Louisianans racked up a big win as parameters of the impending Meta, Inc. data center in Richland Parish put the effort on course for delivering maximal economic benefits with minimal consumer costs.
A number of special interests tried to prevent that. Some were anti-fossil fuel/pro-catastrophic anthropogenic global warming believers who primarily oppose the effort because it would encourage significantly more natural gas use and secondarily as they desire guaranteed greater use of more expensive/less reliable renewable sources of energy for the project. Others are aggrieved large-scale consumers who want to create alternative paths for energy acquisition without having to go through Entergy Louisiana, the supplier for the project.
Over the past few months, activity has involved attempts by opponents to delay the expedited approval process, but an administrative law judge sidetracked multiple efforts to do so. This led to a two-day hearing earlier this month that will lead to a recommendation by the judge about the parameters for approval by the Louisiana Public Service Commission, but public aspects of that already have been worked out in a settlement agreement among all parties. The LPSC must give eventual approval because Entergy wants to build and operate three natural gas plants as the bulk of power for Meta’s operations.
Meta said it would commit 1.5 gigawatts at least, and then bumped this up to 2 GW, of renewable resources into the power commitment that could go as high as 5 GW, although Entergy’s request is for 3 GW of capacity. However, crucially and desirably Entergy is not unequivocally committed to having to provide that renewable source portion in the settlement.
That noted, Meta has served notice it can go out and seek this on its own, just last week signing an agreement to supply Texas operations with 600 megawatts of renewable resources. However, as long as Entergy isn’t involved, there’s no chance this more expensive provision would be passed along to other ratepayers.
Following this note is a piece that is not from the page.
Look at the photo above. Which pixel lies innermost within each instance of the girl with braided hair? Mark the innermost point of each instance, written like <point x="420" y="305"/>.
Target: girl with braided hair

Opponents also are distressed that the guaranteed portion of the contract extends only 15 years, whereas the typical gas generator lasts twice that length in service, with them saying that costs beyond the contract if terminated then would fall onto Entergy ratepayers. This is a tactic to discourage building of more fossil fuel capacity. However, Entergy notes that projected service growth could absorb that capacity if it becomes available, negating the need for it to build other new generating sources and pass that on to consumers.
Finally, opponents object to Meta not paying in entirety all new costs associated with the project, principally expenses for transmission, as a tactic to increase Meta project costs to stall the deal. But Entergy reasonably notes some of this capacity can be used to send power to customers other than Meta, so Meta shouldn’t have to pay full freight.
The settlement reflected these sentiments, and it appears very probable the PSC will hew closely to that when it decides formally later this year. Often a skeptic of new fossil fuel provision and possessing CAGW sympathies, the area’s Democrat Public Service Commissioner Foster Campbell has backed the project, and the PSC majority Republican commissioners seem highly likely to concur.
It needs to follow through along the settlement parameters. The economic impact will be sizeable in northeast Louisiana, according to a study commissioned by the Grow NELA interest group. It predicts 545 direct permanent jobs created, almost all in the region, at an average salary of over $75,000 yearly, beefing up sales tax revenues by $163 million over five years. Another $200 million in infrastructure improvements will spill over, and temporary construction activity will pump in another $320 million.
Naysayers to the eminently reasonable deal as currently on the table would toss this away as they cower to their unfounded CAGW fears. The PSC must ignore that emotional outburst and stick to the facts to ratify the Entergy request.